STIs can be caused by bacteria, viruses, or parasites. An STI is passed from one person to another through the exchange of body fluids during sex acts.
You might also see STIs referred to as sexually transmitted diseases (STIs). The two terms refer to the same group of infections, which includes:
- genital herpes
- genital warts
- hepatitis B
- human papillomavirus (HPV)
STIs are very common. Some people carry an STI but have no symptoms. People without symptoms can still pass the STI on others, however. That’s why it’s important to get tested if you think you may have been exposed, even if you don’t have symptoms.
It’s a common myth that you can only contract an STI from a certain type of sex or sex acts — but that’s not the case. While some infections are more easily spread through unprotected vaginal and anal sex, you can contract an STI through oral sex and skin-to-skin contact as well.
Treatment for STIs depends on the specific STI you have. For example, many STIs caused by bacteria can be treated with antibiotics, while STIs caused by viruses require more complex treatment.
Getting treatment as soon as you know you have an STI is important. Early treatment can help you avoid complications from the STI and keep your future sexual partners safe
While all sex carries some risk of transmission, you can take many precautions to keep yourself safe:
- Correct condom use. It’s important to make sure you’re using condoms that aren’t expired, defective, or reused. Make sure you put condoms on securely and that you’re using the right type and size of condoms.

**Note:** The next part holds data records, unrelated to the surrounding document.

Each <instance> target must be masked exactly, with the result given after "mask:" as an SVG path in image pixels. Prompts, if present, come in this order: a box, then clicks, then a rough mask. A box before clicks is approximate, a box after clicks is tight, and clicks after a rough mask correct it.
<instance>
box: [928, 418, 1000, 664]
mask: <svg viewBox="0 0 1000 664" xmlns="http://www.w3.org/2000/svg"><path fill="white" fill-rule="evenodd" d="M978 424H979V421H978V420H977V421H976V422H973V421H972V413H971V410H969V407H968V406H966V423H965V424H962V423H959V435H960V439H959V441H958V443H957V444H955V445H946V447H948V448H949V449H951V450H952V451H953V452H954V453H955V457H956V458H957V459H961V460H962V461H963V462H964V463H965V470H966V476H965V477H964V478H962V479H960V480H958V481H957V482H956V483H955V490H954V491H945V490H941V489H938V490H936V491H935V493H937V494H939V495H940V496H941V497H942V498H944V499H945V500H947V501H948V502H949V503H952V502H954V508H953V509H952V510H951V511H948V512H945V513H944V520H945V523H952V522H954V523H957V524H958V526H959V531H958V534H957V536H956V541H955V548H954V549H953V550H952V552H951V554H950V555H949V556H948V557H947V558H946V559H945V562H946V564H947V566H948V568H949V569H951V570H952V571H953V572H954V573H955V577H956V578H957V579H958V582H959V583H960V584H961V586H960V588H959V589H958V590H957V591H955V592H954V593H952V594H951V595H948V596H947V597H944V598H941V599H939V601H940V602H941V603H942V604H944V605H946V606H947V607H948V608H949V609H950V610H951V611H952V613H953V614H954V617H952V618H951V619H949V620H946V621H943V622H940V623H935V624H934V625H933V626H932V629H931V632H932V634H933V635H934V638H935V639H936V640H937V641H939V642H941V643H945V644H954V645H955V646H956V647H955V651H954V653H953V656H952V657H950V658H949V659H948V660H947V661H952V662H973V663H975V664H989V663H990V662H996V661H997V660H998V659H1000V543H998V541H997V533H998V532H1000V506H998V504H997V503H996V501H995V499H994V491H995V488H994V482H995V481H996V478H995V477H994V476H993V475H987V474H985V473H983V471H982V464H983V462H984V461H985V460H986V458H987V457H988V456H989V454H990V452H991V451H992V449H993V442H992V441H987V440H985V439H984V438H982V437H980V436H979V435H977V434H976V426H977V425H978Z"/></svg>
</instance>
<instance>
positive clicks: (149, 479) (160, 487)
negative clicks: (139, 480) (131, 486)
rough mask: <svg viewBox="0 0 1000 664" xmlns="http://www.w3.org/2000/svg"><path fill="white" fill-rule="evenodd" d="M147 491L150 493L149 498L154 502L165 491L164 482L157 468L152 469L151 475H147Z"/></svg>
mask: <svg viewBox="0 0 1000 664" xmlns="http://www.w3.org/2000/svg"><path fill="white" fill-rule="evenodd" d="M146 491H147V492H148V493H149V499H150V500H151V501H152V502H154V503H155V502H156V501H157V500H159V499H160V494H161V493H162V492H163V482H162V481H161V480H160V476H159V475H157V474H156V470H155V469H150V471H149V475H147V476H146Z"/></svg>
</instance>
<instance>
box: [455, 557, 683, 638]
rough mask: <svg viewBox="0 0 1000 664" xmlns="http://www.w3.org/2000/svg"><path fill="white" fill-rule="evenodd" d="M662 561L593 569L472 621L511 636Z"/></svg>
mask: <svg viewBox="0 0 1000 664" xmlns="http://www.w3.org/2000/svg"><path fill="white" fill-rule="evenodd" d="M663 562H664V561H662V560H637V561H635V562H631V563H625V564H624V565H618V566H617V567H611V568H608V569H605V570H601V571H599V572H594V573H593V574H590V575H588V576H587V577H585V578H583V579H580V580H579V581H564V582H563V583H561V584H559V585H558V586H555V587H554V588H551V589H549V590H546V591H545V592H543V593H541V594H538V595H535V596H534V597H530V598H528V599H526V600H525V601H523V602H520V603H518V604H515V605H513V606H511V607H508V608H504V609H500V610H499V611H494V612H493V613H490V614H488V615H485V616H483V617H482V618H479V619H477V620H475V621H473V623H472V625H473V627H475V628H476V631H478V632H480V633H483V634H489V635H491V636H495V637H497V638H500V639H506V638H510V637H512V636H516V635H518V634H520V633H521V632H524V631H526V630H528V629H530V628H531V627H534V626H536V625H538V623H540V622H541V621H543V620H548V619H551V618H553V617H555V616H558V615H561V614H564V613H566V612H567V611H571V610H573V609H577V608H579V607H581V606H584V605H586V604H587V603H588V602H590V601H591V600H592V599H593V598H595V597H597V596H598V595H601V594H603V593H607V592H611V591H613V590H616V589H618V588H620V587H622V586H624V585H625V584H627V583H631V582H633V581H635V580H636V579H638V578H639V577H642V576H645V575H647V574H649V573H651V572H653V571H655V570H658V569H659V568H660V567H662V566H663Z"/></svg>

- Communication with your sexual partner. One of the best things you can do to reduce your risk of STIs is to have honest communication with anyone you have sex with. You can make sure you and your partner are on the same page about safe sex by asking them if they’ve recently been tested for STIs and whether they’ve used condoms with all past and current sex partners.
- Good hygiene. Steps like showering before and after sex, not sharing underwear, and making sure you clean off any sex toys can help reduce your chances of passing on or contracting an STI.
- Protection beyond condoms. Since STIs can be transmitted by all types of sex, it’s important to stay safe during all sex acts. You can use dental dams or oral condoms during oral sex and gloves during manual penetration.
- Regular testing. If you’re sexually active, getting testing for STIs often is important. Make sure any new partners are tested as well.
- Sober sexual encounters. Being under the influence of drugs or alcohol can increase your risk of unsafe sex and STIs.
- Vaccinations. You can get vaccinated against both hepatitis B and HPV.
Medicare will pay for STI/STD testing once per year if you meet the criteria. Anyone who’s at an increased risk can get tested without a copayment. During pregnancy, you can get tested more often.
Medicare Part B or your Medicare Advantage plan will pay for testing. Your test will be completely confidential.
Talk with your doctor if you think you might have been exposed to an STI/STD, even if you don’t have any symptoms.